Re: what has happened to scan disk?



owais javaid wrote:



contd............."What has happened to scan disk?"
well i have never used floppy disk to boot into my PC....that is why
i'm confused...that how can the floppy drive be damaged when it
contains no "floppy"??


Unknown. Your description of your partitioning scheme, as well as vague references to a Win98 disk, are not at all clear. It almost sounds as if you're trying to boot a WinXP computer using a Win98 boot diskette. Naturally, if your WinXP partitions are NTFS, the portion of Win98 loaded into memory by the boot diskette won't be able to read them. As far as it'll be concerned, the only drive on the computer will be the A: drive.


secondly both D: & E: drives are NTFS so is that the reason for the
scandisk not running on them?


Scandisk won't run because it doesn't exist on a WinXP system. If you're trying to use Win98's Scandisk from a Win98 boot diskette to scan NTFS partitions, you're wasting your time. Win98 *cannot* read or otherwise access the NTFS file system. Boot into WinXP and use its native tool, Chkdsk, instead.


Another thing i'd like to know is that why does the system show the RAM
= 248 MB while it is 256 MB??


Does your computer's motherboard happen to have an integrated video controller that uses a portion (12Mb is common for lower-end controllers) of the system RAM for video display? Consult the computer manual.
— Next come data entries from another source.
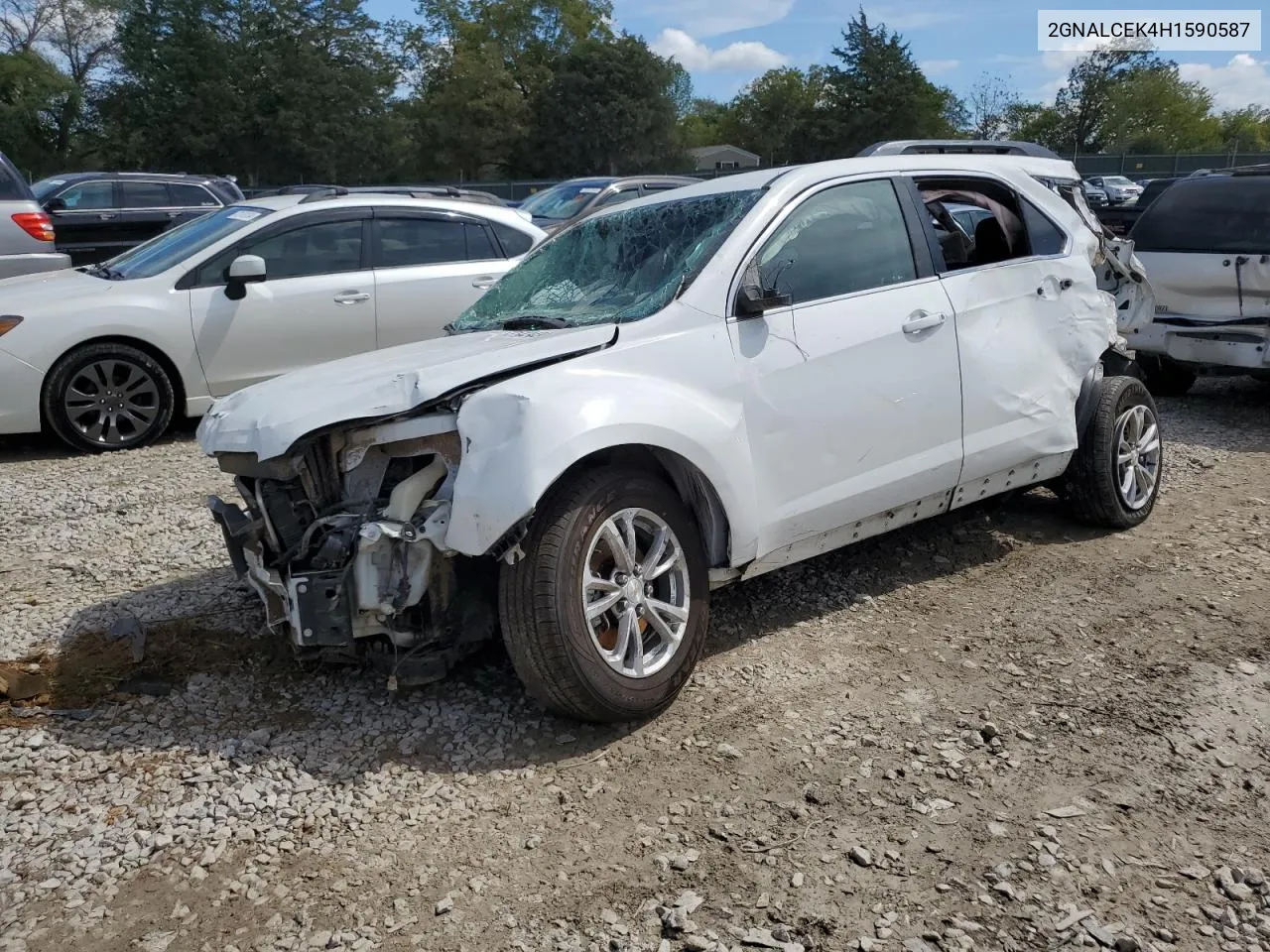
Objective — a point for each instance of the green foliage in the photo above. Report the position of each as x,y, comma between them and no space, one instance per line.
608,108
33,94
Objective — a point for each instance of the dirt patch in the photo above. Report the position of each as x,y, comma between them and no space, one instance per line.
155,658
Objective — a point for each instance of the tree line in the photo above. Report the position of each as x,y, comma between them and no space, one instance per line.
317,90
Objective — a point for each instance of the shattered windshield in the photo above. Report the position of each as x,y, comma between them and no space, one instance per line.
620,267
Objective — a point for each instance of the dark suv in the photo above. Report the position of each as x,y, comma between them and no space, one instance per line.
96,214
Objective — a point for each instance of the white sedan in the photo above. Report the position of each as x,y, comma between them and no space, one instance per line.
105,356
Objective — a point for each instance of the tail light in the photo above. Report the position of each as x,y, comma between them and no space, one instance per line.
39,225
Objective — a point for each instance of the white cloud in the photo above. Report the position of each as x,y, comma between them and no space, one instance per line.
1242,81
708,18
698,58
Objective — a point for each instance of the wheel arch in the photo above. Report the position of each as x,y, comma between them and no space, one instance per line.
157,353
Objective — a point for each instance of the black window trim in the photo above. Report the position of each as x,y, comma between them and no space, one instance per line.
922,264
187,281
116,194
933,240
434,214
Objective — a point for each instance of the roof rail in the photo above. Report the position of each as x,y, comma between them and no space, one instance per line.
326,191
956,146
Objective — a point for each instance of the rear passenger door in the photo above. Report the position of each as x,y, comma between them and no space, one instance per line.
1030,322
429,268
85,217
144,207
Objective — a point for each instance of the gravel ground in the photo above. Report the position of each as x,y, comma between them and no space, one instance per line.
991,731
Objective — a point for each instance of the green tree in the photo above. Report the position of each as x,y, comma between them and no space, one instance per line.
1245,130
33,94
608,108
291,90
879,93
775,113
1155,111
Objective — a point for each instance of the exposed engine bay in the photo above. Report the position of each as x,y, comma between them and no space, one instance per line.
344,540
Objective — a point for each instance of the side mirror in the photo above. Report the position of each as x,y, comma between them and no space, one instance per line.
753,301
243,271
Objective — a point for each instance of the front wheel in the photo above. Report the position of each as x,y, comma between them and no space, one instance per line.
108,397
1114,479
604,617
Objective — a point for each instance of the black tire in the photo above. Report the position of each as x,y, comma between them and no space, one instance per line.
1089,486
143,413
1166,377
540,601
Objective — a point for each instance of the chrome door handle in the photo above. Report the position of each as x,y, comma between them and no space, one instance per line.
921,320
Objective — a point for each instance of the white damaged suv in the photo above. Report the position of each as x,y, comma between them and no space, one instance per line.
686,391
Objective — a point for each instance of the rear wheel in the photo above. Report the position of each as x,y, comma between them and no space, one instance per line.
1166,377
108,397
604,617
1114,479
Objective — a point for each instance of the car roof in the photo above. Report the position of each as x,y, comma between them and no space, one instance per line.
125,176
457,206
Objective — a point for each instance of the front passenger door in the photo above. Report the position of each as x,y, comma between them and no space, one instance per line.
317,302
865,413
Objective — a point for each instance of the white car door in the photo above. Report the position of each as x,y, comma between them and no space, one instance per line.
861,411
430,267
316,303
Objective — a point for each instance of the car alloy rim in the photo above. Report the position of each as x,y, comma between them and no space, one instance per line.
635,593
1137,456
111,402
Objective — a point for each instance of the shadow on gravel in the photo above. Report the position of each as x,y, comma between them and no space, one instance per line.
1222,413
28,447
240,696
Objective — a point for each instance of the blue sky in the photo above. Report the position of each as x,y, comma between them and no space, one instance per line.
725,44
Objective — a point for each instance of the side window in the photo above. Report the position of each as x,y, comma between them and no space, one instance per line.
1043,235
625,194
12,184
405,241
480,246
513,240
325,248
848,238
186,195
87,195
144,194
and why is it normal to get only 74.52 GB
hard disk instead of the said 80 GB????


WinXP, like other operating systems, measures kilobytes, megabytes, and gigabytes as:

1 Kb = 1024 bytes
1 Mb = 1024 Kb = 1,048,576 bytes
1 Gb = 1024 Mb = 1,073,741,824 bytes

However, a common marketing ploy used by hard drive manufacturers to make their products seem a bit larger than they really are is to assign the value of an even 1,000,000,000 bytes to the gigabyte.